We’ve arrived too late. The analysis hits like a ton of bricks and at first sight, everything contributes to its starching with the soft melancholy of ends: end of game, end of century, the curtain is brought down. And yet, it is a liberation. Once again, something is half-open, electrifying the atmosphere with possibilities. It is a matter of silent germinations and retained shivers still lurking in the shadow of possibilities. Because while our time is entirely placed under the sign of temporal acceleration, of visual higher bids and of shock strategy, its desiring and creative issues, its emancipating and collective energies, are precisely capable of giving rise from an ending to the thousand joyfully undefined possibilities.
Artists, dancers, and free spirits know it well, busy as they are making the night fall faster; a night where stretching time to infinity, tracing serpentine loops and living together as a constellation is still possible. Such is the desire, and the landscape, drawn by Gwendoline Perrigueux’s sculptures and installations: with her, everything often starts with a party, with its sensual energy and its random encounters. We, who were invited to penetrate her immersive environments, did not attend that party. It does not matter, because what the artist offers us is precisely something like its raw essence: its incantatory vestiges and its gestural constellations, inscribed in the heart of indexical forms left open to our own activation.
For Tout feu tout flamme (Fire and Flame), her first solo exhibition at the She BAM! gallery in Leipzig, Gwendoline Perrigueux came to paint the floors and walls with the same purple tone. The space becomes matter, it palpitates and becomes flesh. Within this territory, the artist offers a variety of her favourite materials: metal, ceramic, leather, and neoprene. Defying gravity, a central sculpture is composed of two steel plates as frail as elegantly curved leaves. Perforated with black eyelets, a formal element recurrent in the artist’s work, flesh-coloured metal ribbons escape from it so as to draw serpentine undulations around it.
It is for all of us a call to lighten ourselves, to pace up and down the interval by engaging a body freed from its daily gestural imperatives. Everything remains to be invented, and for the perception to be re-engaged, while on the wall, structures with a baroque and paradoxical geometry convulse in turn. Made of ceramic, they are maintained in levitation by a network of neoprene ties whose cabling goes through material-walls thus made porous.

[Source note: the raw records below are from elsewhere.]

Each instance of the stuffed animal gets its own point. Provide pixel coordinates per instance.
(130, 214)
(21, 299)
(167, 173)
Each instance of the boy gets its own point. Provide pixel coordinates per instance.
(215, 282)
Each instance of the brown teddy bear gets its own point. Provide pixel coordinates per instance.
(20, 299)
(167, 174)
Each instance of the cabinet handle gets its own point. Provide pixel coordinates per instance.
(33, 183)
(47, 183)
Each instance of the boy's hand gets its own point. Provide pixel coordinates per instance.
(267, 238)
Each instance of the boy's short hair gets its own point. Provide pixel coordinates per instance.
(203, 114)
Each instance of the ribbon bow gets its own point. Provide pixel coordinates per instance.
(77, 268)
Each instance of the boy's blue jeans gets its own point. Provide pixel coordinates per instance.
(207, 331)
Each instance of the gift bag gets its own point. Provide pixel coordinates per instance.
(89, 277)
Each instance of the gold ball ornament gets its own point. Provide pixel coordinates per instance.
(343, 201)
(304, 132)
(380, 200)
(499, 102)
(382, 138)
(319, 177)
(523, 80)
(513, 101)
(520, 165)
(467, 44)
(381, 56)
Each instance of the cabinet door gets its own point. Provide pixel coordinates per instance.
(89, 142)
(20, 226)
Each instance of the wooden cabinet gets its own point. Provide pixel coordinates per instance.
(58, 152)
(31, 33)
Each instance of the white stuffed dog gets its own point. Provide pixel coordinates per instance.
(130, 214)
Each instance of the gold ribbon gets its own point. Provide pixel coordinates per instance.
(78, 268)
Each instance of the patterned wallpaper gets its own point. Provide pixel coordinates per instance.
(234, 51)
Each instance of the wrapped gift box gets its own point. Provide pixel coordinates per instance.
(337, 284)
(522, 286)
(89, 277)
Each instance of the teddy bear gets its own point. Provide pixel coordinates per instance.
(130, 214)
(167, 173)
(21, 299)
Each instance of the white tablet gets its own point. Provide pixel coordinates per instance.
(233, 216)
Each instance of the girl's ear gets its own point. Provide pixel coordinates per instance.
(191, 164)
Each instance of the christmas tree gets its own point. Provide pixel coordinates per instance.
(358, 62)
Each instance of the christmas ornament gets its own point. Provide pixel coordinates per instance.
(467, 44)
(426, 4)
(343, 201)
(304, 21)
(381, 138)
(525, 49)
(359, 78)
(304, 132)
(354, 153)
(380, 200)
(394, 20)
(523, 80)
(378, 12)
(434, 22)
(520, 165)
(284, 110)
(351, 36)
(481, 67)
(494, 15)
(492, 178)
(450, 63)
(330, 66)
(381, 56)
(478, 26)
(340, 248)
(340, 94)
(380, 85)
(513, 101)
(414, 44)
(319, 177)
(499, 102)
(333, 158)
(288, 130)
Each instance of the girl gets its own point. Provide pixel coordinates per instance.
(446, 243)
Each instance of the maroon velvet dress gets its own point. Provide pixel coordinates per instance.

Imbued with an ecstatic materiality, the installation shoots its rays in all directions. Halfway between Sylvie Fleury’s ultra-glamorous baits and Fabrice Gygi’s devices of constrained pleasure, Gwendoline Perrigueux’s sculptures call for an absent body suggested by its modes of pomp and appearance. With her however, the attachment to making things manually overrides the ready-made, helped by her elders, and testament to a generational acknowledgment.
Thus, rather than reorienting the capitalist signs of a post-industrial world towards the field of pleasure, the artist reaffirms the will to detach oneself from it entirely. The party, this finished party or perhaps simply waiting for activation, is a promise of emancipation. It is this threshold where everything can change dramatically, where the community of bodies can be reformed, where the alternative worlds can be invented –through a whole range of affects that are still unclear, and which come up to us, concealed, to better go through us.